After doing some research, I've understood the issues now: Perl had to use a different symbol for pattern backreferences and replacement backreferences, and while java.util.regex.*
doesn't have to follow suit, it chooses to, not for a technical but rather traditional reason.
On the Perl side
(Please keep in mind that all I know about Perl at this point comes from reading Wikipedia articles, so feel free to correct any mistakes I may have made)
The reason why it had to be done this way in Perl is the following:
- Perl uses
$
as a sigil (i.e. a symbol attached to variable name).
- Perl string literals are variable interpolated.
- Perl regex actually captures groups as variables
$1
, $2
, etc.
Thus, because of the way Perl is interpreted and how its regex engine works, a preceding slash for backreferences (e.g. \1
) in the pattern must be used, because if the sigil $
is used instead (e.g. $1
), it would cause unintended variable interpolation into the pattern.
The replacement string, due to how it works in Perl, is evaluated within the context of every match. It is most natural for Perl to use variable interpolation here, so the regex engine captures groups into variables $1
, $2
, etc, to make this work seamlessly with the rest of the language.
References
On the Java side
Java is a very different language than Perl, but most importantly here is that there is no variable interpolation. Moreover, replaceAll
is a method call, and as with all method calls in Java, arguments are evaluated once, prior to the method invoked.
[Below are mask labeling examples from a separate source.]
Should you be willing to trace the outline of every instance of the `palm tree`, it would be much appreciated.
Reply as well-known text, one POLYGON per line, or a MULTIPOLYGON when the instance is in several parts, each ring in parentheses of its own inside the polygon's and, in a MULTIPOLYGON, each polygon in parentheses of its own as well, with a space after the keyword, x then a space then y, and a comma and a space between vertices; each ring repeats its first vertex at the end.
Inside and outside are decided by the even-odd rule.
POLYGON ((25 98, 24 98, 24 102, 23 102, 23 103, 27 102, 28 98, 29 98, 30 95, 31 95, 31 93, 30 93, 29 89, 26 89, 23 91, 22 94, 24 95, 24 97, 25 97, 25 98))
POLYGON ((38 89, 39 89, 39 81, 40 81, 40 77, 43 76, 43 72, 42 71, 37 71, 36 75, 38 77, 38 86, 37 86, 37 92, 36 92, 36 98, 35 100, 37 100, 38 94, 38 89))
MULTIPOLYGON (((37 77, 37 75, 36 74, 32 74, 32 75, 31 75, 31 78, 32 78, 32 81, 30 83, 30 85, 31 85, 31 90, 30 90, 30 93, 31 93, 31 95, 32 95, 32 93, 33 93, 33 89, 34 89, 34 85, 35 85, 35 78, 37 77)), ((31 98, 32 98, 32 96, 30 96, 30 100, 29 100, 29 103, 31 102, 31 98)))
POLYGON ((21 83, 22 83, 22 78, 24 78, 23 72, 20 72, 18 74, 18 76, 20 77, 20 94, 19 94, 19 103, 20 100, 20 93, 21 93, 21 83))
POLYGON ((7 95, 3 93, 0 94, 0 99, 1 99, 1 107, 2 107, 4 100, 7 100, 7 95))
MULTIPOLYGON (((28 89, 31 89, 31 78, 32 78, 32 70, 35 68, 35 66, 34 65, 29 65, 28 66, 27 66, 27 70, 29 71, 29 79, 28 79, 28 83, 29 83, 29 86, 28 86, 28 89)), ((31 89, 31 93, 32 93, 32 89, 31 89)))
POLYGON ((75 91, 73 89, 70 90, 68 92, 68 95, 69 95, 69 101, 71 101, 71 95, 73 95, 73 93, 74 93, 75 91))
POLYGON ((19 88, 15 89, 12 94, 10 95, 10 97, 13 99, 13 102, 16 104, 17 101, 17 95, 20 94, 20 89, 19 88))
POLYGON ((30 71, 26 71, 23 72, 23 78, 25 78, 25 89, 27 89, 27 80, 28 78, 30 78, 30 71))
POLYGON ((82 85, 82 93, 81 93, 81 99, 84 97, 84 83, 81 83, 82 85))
Thus, variable interpolation feature by itself is not enough, since in essence the replacement string must be re-evaluated on every match, and that's just not the semantics of method calls in Java. A variable-interpolated replacement string that is evaluated before the replaceAll
is even invoked is practically useless; the interpolation needs to happen during the method, on every match.
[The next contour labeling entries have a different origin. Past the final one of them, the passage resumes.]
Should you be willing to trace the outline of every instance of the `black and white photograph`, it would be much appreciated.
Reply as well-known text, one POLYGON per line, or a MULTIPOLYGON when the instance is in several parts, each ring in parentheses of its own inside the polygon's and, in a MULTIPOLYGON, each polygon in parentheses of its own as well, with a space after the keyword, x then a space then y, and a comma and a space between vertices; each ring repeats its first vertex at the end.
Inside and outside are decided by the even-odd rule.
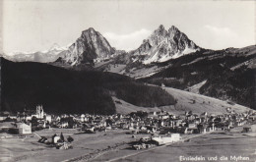
POLYGON ((256 162, 256 1, 0 0, 1 162, 256 162))

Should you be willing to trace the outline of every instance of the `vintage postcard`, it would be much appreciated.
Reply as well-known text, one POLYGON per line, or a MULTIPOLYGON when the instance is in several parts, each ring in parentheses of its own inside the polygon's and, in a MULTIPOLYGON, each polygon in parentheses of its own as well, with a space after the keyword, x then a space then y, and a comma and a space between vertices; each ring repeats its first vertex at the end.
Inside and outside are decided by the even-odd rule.
POLYGON ((1 162, 256 161, 255 1, 0 8, 1 162))

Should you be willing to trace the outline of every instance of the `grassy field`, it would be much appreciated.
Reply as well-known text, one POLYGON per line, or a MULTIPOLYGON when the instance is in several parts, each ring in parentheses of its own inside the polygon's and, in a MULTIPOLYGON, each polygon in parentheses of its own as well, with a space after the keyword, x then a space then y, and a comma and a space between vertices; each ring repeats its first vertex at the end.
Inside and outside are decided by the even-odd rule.
POLYGON ((238 113, 250 110, 249 108, 239 104, 231 105, 228 104, 226 101, 223 101, 213 97, 208 97, 201 94, 196 94, 193 92, 179 90, 172 87, 162 88, 176 99, 177 103, 175 105, 146 108, 135 106, 121 99, 113 97, 116 112, 120 114, 127 114, 135 111, 153 112, 165 110, 175 115, 184 113, 184 111, 193 111, 193 113, 196 114, 208 112, 209 114, 213 113, 218 115, 226 113, 226 108, 230 108, 231 110, 234 110, 238 113))

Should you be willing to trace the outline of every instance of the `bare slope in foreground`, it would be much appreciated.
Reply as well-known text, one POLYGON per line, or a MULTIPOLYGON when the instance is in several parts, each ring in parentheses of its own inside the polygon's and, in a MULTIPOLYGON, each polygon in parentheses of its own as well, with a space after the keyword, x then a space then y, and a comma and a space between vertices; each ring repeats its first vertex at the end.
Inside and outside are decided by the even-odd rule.
POLYGON ((171 87, 162 87, 169 94, 173 95, 177 99, 175 109, 179 111, 193 111, 194 113, 215 113, 222 114, 226 112, 226 108, 230 108, 235 112, 244 112, 251 110, 245 106, 238 104, 228 104, 226 101, 208 97, 201 94, 195 94, 192 92, 179 90, 171 87))
POLYGON ((244 112, 250 110, 249 108, 238 104, 231 105, 228 104, 226 101, 208 97, 201 94, 195 94, 192 92, 179 90, 171 87, 162 87, 162 88, 176 99, 177 103, 175 105, 146 108, 146 107, 135 106, 121 99, 117 99, 113 97, 112 99, 116 107, 116 113, 128 114, 136 111, 153 112, 153 111, 164 110, 176 115, 183 114, 184 111, 192 111, 193 113, 208 112, 208 113, 214 113, 218 115, 218 114, 225 113, 226 108, 230 108, 235 112, 244 112))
Since that is not the semantics of Java language, replaceAll
must do this "just-in-time" interpolation manually. As such, there is absolutely no technical reason why $
is the escape symbol for backreferences in replacement strings. It could've very well been the \
. Conversely, backreferences in the pattern could also have been escaped with $
instead of \
, and it would've still worked just as fine technically.
The reason Java does regex the way it does is purely traditional: it's simply following the precedent set by Perl.